Scroll untuk membaca artikel
Hernawan | Ghaniey Al Rasyid
Novel Lapar (DocPribadi/Ghaniey Al Rasyid)

Hidup menaruh banyak cerita. Dengan hidup kita merasakan banyak ajar memaknai bahagia dan sedih yang bergantian silih berganti. Terkadang, kita merasa pada puncak kesabaran. Tekanan yang melebihi batas kapasitas itu memaksa untuk meluapkan emosi berlebihan, tak ayal banyak yang berujung pada tindak yang tidak dinginkan seperti melukai diri sendiri, bunuh diri atau bahkan menyalahkan orang lain.

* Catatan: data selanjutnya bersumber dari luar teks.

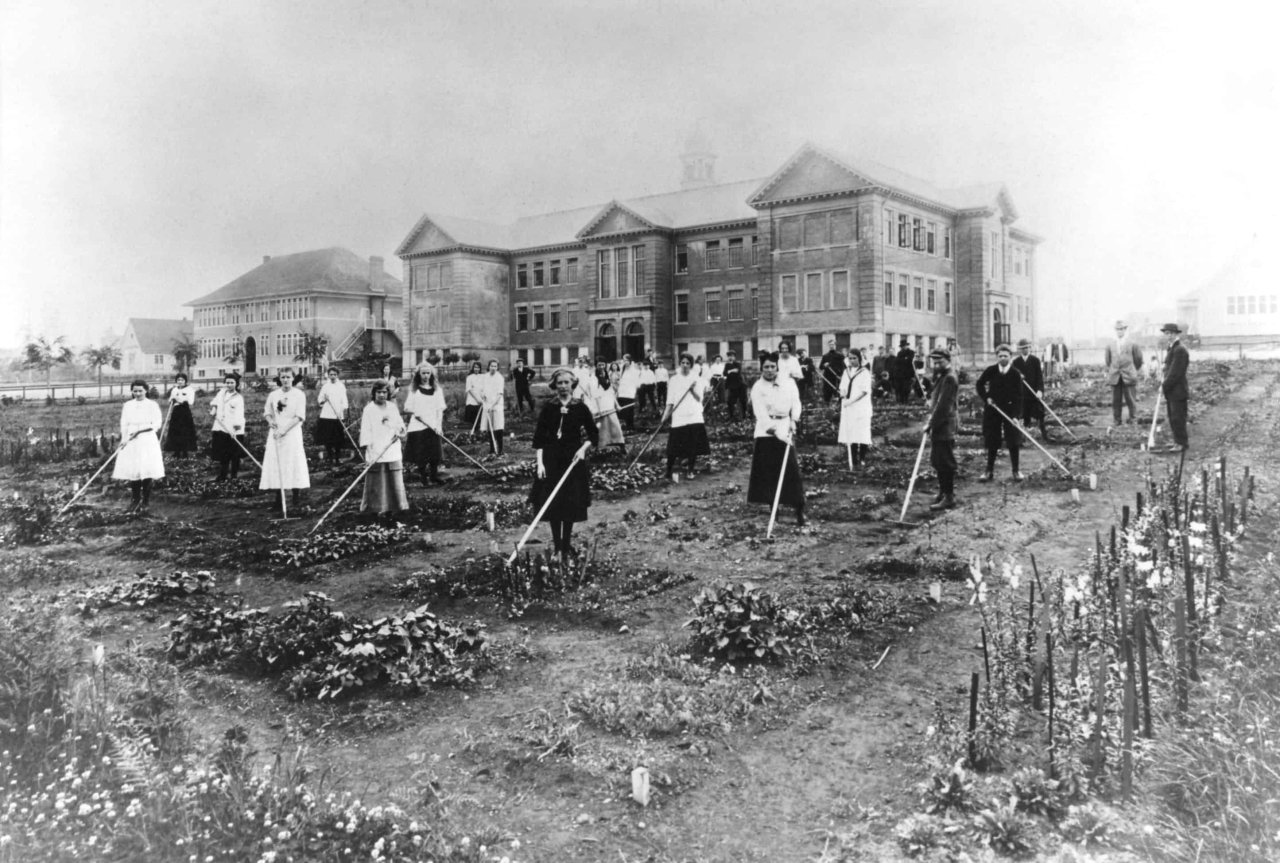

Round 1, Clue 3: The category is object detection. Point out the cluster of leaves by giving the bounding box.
[268,523,412,570]
[395,550,617,618]
[568,644,783,737]
[166,592,487,700]
[71,570,216,616]
[591,463,666,495]
[158,471,261,499]
[684,582,895,665]
[396,496,530,531]
[0,491,63,545]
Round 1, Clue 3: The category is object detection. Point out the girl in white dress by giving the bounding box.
[260,368,310,512]
[838,349,873,468]
[209,372,246,480]
[463,361,484,432]
[478,359,507,457]
[113,380,165,512]
[403,362,446,485]
[359,380,409,513]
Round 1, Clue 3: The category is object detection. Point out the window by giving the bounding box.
[533,305,546,331]
[597,250,613,298]
[913,277,923,310]
[944,281,953,315]
[566,302,579,329]
[778,217,802,250]
[991,231,999,278]
[633,246,645,294]
[675,244,688,274]
[898,274,909,307]
[1248,295,1258,314]
[516,264,528,290]
[533,348,544,366]
[548,347,561,366]
[567,345,579,363]
[780,275,799,312]
[926,222,936,255]
[804,273,824,311]
[1227,297,1236,315]
[154,354,164,365]
[705,240,722,270]
[727,287,745,320]
[675,292,689,324]
[705,289,722,322]
[517,349,528,364]
[615,247,630,297]
[898,213,909,248]
[945,229,952,260]
[883,210,893,244]
[566,257,579,283]
[831,210,854,245]
[751,287,759,320]
[1272,295,1278,314]
[751,235,761,266]
[549,304,561,330]
[515,305,528,332]
[884,271,894,306]
[1025,299,1032,321]
[728,237,744,268]
[550,259,561,286]
[831,270,850,309]
[803,213,827,247]
[927,279,937,312]
[533,261,545,288]
[913,217,924,251]
[728,339,744,359]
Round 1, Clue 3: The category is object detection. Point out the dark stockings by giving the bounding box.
[488,430,505,456]
[128,479,153,510]
[549,520,576,555]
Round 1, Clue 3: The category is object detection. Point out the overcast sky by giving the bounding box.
[1,0,1275,350]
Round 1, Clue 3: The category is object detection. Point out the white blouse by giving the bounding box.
[359,401,405,463]
[209,390,245,434]
[167,385,196,406]
[751,377,802,439]
[666,371,705,428]
[317,380,349,419]
[403,387,444,433]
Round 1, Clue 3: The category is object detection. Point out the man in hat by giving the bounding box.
[975,344,1026,481]
[926,347,959,510]
[819,339,846,405]
[1156,323,1190,452]
[893,338,917,404]
[1012,339,1048,440]
[1104,320,1143,426]
[512,358,537,415]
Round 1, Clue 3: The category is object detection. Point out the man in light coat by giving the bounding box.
[1103,320,1143,426]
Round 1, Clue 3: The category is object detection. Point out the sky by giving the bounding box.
[1,0,1276,350]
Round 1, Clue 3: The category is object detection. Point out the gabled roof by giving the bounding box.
[123,318,193,354]
[186,248,403,306]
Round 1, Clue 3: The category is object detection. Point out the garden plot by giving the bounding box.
[1,361,1278,862]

Dalam mitologi Yunani tersirat sebuah kisah seorang dewa yang dikutuk bernama Sisifus yang harus mendorong batu besar ke puncak gunung. Ia harus bersikeras berjuang menghadapi hidupnya tanpa henti walaupun batu yang amat besar itu harus dihadapi tak tahu sampai kapan itu akan berakhir. Sisifus mengajarkan kita agar tegar dalam menghadapi hidup, tanpa rasa takut sekalipun.

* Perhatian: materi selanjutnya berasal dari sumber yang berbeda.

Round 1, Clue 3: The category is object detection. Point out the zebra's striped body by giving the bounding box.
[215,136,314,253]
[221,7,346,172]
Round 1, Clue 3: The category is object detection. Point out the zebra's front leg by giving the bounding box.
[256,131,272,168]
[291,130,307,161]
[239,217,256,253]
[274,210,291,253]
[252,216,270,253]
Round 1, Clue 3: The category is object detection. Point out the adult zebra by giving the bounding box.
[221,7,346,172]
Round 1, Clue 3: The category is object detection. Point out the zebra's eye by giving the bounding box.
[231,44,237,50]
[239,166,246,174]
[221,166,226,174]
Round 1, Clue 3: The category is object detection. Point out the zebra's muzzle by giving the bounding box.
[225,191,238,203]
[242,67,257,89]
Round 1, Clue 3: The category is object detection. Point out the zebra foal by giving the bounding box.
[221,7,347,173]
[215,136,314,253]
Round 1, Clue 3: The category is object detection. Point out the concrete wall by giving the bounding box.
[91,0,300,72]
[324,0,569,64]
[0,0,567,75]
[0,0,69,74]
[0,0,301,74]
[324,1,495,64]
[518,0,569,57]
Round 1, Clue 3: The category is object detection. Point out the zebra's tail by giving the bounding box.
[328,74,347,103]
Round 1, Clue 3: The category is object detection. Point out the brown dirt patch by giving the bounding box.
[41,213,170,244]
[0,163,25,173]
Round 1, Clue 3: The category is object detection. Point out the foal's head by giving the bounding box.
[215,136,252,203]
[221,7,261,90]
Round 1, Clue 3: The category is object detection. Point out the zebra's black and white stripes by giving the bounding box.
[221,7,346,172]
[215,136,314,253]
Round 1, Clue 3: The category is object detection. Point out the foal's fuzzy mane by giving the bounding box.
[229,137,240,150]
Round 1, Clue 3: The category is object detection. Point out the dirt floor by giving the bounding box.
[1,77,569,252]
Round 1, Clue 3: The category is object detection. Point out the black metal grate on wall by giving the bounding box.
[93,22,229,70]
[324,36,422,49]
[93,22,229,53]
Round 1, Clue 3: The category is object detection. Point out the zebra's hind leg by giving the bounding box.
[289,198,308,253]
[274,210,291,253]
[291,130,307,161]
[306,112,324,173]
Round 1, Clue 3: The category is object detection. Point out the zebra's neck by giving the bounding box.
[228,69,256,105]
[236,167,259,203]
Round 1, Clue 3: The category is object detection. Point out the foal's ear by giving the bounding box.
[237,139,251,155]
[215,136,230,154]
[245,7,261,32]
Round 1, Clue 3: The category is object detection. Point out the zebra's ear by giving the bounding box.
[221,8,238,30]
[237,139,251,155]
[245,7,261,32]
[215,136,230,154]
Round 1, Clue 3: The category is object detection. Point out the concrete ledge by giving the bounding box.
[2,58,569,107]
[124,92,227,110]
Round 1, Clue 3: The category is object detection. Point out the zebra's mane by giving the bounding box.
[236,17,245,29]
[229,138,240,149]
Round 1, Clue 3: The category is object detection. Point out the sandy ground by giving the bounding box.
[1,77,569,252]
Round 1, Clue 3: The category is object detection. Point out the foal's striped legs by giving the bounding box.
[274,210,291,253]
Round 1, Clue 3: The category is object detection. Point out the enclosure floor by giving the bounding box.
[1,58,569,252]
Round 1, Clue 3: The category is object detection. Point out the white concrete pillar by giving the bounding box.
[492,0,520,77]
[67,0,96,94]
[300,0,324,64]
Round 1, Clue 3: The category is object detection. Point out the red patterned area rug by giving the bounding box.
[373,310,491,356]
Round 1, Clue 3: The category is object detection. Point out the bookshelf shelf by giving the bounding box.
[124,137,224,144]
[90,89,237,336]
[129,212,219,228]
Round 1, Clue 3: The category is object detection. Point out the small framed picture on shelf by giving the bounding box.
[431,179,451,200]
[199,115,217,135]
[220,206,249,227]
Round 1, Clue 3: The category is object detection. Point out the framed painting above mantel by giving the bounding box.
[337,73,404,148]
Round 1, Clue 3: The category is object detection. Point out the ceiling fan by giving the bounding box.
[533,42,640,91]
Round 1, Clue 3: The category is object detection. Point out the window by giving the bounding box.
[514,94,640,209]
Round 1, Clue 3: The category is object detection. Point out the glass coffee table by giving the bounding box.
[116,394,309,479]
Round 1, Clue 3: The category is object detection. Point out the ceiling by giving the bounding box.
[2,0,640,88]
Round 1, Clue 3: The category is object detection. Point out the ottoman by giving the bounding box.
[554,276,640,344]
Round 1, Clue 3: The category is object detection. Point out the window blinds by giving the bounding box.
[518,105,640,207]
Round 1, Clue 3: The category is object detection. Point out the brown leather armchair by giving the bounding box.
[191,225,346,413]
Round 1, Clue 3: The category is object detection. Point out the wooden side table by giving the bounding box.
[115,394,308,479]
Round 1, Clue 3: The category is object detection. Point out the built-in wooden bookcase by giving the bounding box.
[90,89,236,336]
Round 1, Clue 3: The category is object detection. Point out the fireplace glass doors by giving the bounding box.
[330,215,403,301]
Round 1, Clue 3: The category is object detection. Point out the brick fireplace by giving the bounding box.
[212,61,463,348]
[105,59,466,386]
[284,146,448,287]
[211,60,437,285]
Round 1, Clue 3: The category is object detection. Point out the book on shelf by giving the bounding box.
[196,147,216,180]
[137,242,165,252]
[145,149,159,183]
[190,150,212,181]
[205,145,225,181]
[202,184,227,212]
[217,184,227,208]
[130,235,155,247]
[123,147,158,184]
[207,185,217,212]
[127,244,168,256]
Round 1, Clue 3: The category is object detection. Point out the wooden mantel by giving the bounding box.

Novel berjudul Lapar menarik untuk dibaca kembali. Novel itu ditulis oleh seorang sastrawan Norwegia bernama Knut Hamsun sebagai nama penanya, sedangkan nama asalnya sebagai Knut Pedersen. Lebih dalam, Knut Hamsun dilahirkan di Gudbransdal, Norwegia Tengah, 4 Agustus 1859 dan menghembuskan nafas terakhir pada tahun 1952.

Hamsun ditunjuk sebagai Sang Pemula arus sastra modern Eropa dan Dunia. Mafhum karya-karyanya banyak dicari lantaran kualitasnya yang menarik mata siapapun untuk membacanya. Novel lapar (Sult) adalah novel terbaiknya yang pernah diterbitkannya dan kiwari novelnya masih menarik untuk dibaca.

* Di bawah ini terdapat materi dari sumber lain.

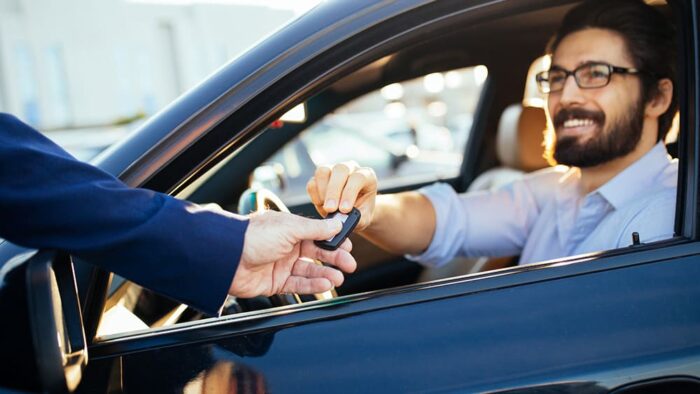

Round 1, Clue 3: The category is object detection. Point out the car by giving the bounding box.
[2,0,700,392]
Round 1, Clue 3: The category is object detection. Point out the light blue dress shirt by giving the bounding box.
[408,142,678,267]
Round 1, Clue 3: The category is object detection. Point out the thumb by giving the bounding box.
[289,215,342,241]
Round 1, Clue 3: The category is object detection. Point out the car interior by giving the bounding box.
[92,0,684,338]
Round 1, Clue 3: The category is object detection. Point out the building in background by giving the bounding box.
[0,0,315,158]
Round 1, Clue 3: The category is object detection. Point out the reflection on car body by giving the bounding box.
[1,0,700,393]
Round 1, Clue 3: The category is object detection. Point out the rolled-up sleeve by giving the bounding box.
[405,183,469,267]
[406,178,543,267]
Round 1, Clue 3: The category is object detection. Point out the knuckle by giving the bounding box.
[306,177,316,190]
[315,166,331,178]
[341,160,359,171]
[349,172,367,185]
[361,166,377,180]
[332,163,350,176]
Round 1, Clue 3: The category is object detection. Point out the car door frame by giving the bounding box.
[73,0,700,391]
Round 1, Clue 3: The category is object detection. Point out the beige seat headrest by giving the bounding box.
[496,104,549,172]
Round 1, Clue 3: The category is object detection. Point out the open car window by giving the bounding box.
[94,66,490,338]
[92,0,685,341]
[255,66,489,206]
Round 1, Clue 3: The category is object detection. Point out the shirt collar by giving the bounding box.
[596,141,673,210]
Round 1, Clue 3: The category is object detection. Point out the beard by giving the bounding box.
[552,97,644,168]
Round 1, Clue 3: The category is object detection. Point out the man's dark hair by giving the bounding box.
[547,0,677,141]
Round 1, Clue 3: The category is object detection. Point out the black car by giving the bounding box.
[2,0,700,393]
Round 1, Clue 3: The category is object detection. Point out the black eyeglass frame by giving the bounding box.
[535,62,642,93]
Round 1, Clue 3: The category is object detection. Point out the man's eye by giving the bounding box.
[549,72,566,84]
[586,65,609,79]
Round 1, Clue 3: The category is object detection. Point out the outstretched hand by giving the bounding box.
[307,161,378,231]
[229,210,357,298]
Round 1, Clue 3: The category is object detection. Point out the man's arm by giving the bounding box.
[0,114,247,315]
[0,114,356,315]
[307,162,436,255]
[307,162,555,266]
[358,192,436,255]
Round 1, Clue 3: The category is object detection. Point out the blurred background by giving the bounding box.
[0,0,319,160]
[2,0,488,206]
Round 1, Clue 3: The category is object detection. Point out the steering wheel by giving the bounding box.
[237,187,337,307]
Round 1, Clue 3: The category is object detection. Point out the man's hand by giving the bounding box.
[306,161,377,231]
[229,210,357,298]
[307,161,436,256]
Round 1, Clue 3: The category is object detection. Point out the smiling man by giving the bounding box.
[305,0,679,267]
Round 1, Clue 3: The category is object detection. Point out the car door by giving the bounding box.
[5,0,700,393]
[88,0,700,392]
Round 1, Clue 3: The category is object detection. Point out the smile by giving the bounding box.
[557,116,601,139]
[563,118,596,128]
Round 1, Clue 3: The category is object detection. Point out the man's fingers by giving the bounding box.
[339,168,375,213]
[282,276,334,294]
[339,238,352,252]
[301,241,357,273]
[306,178,327,216]
[322,162,358,212]
[313,166,332,209]
[289,215,343,241]
[292,259,344,287]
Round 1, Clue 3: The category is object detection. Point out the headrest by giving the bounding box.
[522,55,551,108]
[495,55,552,172]
[496,104,549,172]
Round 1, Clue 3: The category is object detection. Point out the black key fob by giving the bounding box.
[314,208,361,250]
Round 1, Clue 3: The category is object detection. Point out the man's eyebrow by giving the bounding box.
[577,59,608,66]
[548,60,611,70]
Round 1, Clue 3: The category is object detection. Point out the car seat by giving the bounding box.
[419,57,551,281]
[468,104,549,192]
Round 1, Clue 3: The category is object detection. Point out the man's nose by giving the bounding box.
[558,74,585,105]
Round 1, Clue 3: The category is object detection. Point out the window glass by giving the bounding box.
[256,65,488,205]
[96,66,489,338]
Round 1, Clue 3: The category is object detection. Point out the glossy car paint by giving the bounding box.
[85,242,700,392]
[2,0,699,392]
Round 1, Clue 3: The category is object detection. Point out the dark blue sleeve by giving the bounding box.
[0,113,248,316]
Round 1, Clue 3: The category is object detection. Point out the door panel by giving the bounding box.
[88,252,700,393]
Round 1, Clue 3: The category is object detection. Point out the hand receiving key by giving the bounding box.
[306,161,378,232]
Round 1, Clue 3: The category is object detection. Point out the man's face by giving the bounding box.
[547,28,645,168]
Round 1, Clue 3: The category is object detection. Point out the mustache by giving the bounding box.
[553,108,605,129]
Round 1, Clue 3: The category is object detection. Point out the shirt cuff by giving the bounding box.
[405,183,461,268]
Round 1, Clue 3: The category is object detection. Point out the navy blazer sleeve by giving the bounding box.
[0,113,249,316]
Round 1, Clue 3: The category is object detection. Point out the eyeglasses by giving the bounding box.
[535,62,642,93]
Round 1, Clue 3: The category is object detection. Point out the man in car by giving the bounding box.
[306,0,678,267]
[0,113,356,316]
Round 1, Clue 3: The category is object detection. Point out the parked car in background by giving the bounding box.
[258,118,463,205]
[2,0,699,393]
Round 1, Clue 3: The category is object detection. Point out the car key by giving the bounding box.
[314,208,361,250]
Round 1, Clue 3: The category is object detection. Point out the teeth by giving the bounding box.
[563,118,595,128]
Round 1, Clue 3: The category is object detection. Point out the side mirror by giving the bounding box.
[27,251,88,393]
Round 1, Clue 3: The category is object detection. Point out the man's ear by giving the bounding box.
[645,78,673,117]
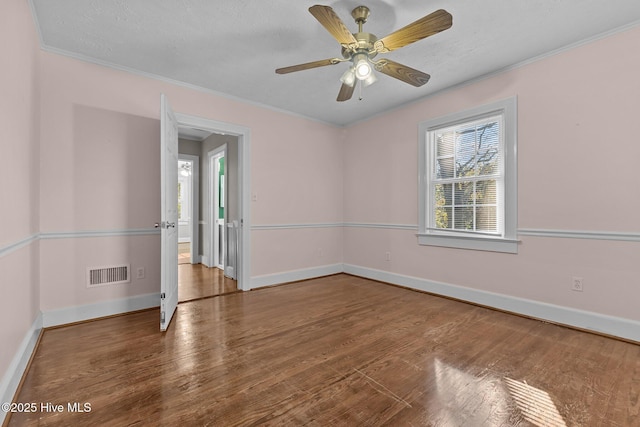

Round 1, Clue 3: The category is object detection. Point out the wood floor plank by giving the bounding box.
[6,274,639,426]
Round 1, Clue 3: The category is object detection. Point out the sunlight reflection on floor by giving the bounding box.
[504,377,567,427]
[432,358,568,426]
[433,358,511,425]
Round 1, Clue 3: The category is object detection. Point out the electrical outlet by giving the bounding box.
[571,276,583,292]
[136,267,145,280]
[385,252,391,261]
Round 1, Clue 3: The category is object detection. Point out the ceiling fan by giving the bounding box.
[275,5,453,102]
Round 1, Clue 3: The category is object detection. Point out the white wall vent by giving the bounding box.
[87,264,131,287]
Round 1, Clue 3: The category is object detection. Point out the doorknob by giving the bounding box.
[154,222,175,229]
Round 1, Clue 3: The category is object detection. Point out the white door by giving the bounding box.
[215,217,225,269]
[211,150,225,270]
[160,94,179,331]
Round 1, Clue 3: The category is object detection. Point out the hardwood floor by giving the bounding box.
[178,242,190,265]
[7,274,640,426]
[178,263,237,302]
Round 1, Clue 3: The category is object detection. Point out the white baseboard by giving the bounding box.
[201,256,210,268]
[42,293,160,328]
[343,264,640,343]
[1,313,43,425]
[224,266,236,280]
[250,264,344,289]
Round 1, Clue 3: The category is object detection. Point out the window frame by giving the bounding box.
[418,97,518,253]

Berkisah tentang tokoh ‘Aku’ yang kudu berjibaku dengan kerasnya dunia, ia benar-benar percaya atas hidupnya menjadi seorang penulis yang tekun, walau aral melintang beberapa kali membuatnya tersandung oleh nestapa tanpa ujung.

Bersandar dengan tulisan, ‘Aku’ tak segan-segan menahan laparnya lantaran karya tulisnya tak laku. Syahdan, ia tetap terus menulis sehingga membuat pepat meja editor majalah kabar di salah satu kota Kristinia, walaupun hanya beberapa biji yang terbit untuk mengganjal perut selama dua hari. Mafhum, tekadnya keras seperti intan, dan semangatnya membara seperti api abadi di dekat tembok kremlin. Layak Knut Hamsun merebut nominasi nobel kesusastraan pada 1920.

Novel itu adalah kisah perjalanan penulisnya sendiri yang berjibaku dengan tulisan sampai akhir hayatnya. Ketika memilih jalan hidup, berarti kita bersiap untuk menanggung segala bentuk resikonya. Ia sempat memilih menjadi tukang penagih hutang namun rasa teganya lebih besar dibanding rasa kasihan. Ia juga pernah mendaftarkan diri sebagi pemadam kebakaran, namun ia ditolak lantaran menggenakan kacamata.

“Pernah aku berusaha melamar pekerjaan sebagai penagih rekening, tetapi datang terlambat. Ya, aku memang takkan tega menagih lima puluh krone. Selalu ada hambatan. Aku pernah coba bergabung ke Dinas Pemadam Kebakaran sekitar lima puluh orang melamar beridir di situ, menonjolkan dada, untuk memberi kesan berani. Namun seorang kapten menggelengkan kepala berujar aku tak bisa diterima lantaran menggunakan kacamata.” (Hlm.5,Yayasan Obor, 2019)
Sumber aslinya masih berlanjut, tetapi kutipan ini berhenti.